Just in time to counter security taints from last weeks MySpooler worm, which spread via weak MySQL passwords on Windows installations, MySQL on Friday got a clean bill of health from code analysis firm Coverity Inc.
The five Stanford University researchers at Coverity, who analyzed the security of the Linux kernel over a period of four years, this month are planning to release an analysis of the security and quality of MySQL code that found the database to have an “excellent” bug density.
Coverity did the analysis at the request of MySQL AB, the company that markets and develops the code for the open-source database under a dual-licensing structure.
Coverity researchers analyzed MySQL Version 4.1.8 in January.

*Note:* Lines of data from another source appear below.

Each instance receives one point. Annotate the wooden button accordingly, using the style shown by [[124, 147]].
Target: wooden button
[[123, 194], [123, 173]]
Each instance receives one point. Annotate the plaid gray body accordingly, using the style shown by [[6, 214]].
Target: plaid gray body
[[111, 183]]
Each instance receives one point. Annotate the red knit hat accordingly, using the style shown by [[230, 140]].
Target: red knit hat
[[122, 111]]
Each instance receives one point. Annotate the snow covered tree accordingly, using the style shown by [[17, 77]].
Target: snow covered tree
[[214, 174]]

The types of defects discovered were crash-causing defects, performance degradation and security vulnerabilities.
Out of 425,000 lines of code analyzed, Coverity identified 97 bugs, which included Deadcode, or unused code due to logic flaws, which can lead to improper system function; forward null, which can cause system crash; negative returns, static overrun and overrun dynamic, all of which can cause data corruption, possible crash or possible malicious attack; resource leak; reverse null; uninitialized variable; and unused value.
The company has used the same code-checking technology on source code from customers including Oracle Corp. and Veritas Software Corp., among others.

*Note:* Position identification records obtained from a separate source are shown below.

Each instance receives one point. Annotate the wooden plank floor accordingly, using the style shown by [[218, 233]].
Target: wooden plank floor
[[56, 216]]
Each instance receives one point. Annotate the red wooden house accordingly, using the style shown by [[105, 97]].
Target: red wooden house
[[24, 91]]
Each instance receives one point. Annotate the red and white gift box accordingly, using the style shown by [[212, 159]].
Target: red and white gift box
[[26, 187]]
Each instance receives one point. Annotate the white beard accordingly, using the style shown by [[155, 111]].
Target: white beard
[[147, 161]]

For comparisons sake, Coverity found more than 1,000 defects in the Linux kernel Version 2.4.1 in 2001, at a time when the source code contained 1.6 million lines of code.

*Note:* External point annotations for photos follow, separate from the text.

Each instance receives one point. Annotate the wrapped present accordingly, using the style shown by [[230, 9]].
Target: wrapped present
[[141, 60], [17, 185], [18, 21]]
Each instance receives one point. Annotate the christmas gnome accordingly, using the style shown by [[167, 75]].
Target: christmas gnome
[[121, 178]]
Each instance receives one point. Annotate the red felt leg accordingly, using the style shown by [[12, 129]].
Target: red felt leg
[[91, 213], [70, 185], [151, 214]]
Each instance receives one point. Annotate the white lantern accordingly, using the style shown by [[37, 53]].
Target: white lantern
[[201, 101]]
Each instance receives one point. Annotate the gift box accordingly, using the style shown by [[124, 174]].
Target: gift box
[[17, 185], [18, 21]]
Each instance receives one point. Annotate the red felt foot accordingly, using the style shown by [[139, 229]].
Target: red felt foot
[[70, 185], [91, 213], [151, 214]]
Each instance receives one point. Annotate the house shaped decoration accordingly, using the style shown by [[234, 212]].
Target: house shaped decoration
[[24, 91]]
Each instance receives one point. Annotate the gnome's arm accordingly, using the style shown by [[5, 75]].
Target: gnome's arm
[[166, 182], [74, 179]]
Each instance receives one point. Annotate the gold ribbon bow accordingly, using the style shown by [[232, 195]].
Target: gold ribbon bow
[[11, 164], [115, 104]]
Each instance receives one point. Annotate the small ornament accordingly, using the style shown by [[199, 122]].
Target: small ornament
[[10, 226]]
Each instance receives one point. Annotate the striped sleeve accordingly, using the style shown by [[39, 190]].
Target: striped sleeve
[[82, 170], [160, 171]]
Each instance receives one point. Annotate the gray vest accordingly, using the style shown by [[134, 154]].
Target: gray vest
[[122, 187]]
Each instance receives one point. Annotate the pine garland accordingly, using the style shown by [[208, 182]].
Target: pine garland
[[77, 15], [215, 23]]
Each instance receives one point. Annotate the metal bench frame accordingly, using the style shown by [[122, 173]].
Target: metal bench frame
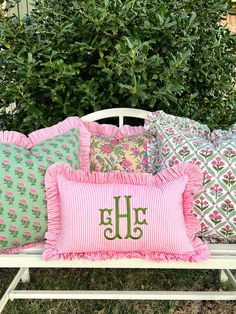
[[223, 258]]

Coverity CEO Seth Hallem said the relative cleanliness of MySQL code is likely attributable to a few things: First, it is shepherded by MySQL AB, the Uppsala, Sweden-based company that markets and develops the database under a dual-licensing structure. “Theyre putting their necks on the line,” he said. “Theyre certainly more interested than a project with less industry penetration or less of a profit motive.”
Next Page: MySQL gets high marks for alacrity in security response time.
Response Time
Second, the core of Linux is “as good as MySQL,” Hallem said, but the Linux project is “just a lot larger.”
“Linux has a lot of drivers out there that not many people use,” Hallem said. “Does that really impact the kernel as a whole? No, not at all.” In comparison, MySQL AB has managed to keep its code base small, he said.
Hallem said that, according to one developer, one of the MySQL flaws could be exploited by a sequence of SQL statements.
The problem, however, is moot, since all defects have been addressed by MySQL AB—in short order. “We gave them the results about two weeks ago,” Hallem said. “They had them all addressed in two days. It was a very fast turnaround.”
Zack Urlocker, vice president of marketing at MySQL, said the company was happy to find out about the flaws, and that fixes for all affected platforms and versions are now in place—even if the so-called problems are actually impossible to exploit.
“Some [defects] are theoretical and some are platform-specific,” he said. “They look for things that [could potentially happen, such as] calling functions not checking return value—[such things] where it may be theoretically impossible for it to cause problems, but well fix it anyway.”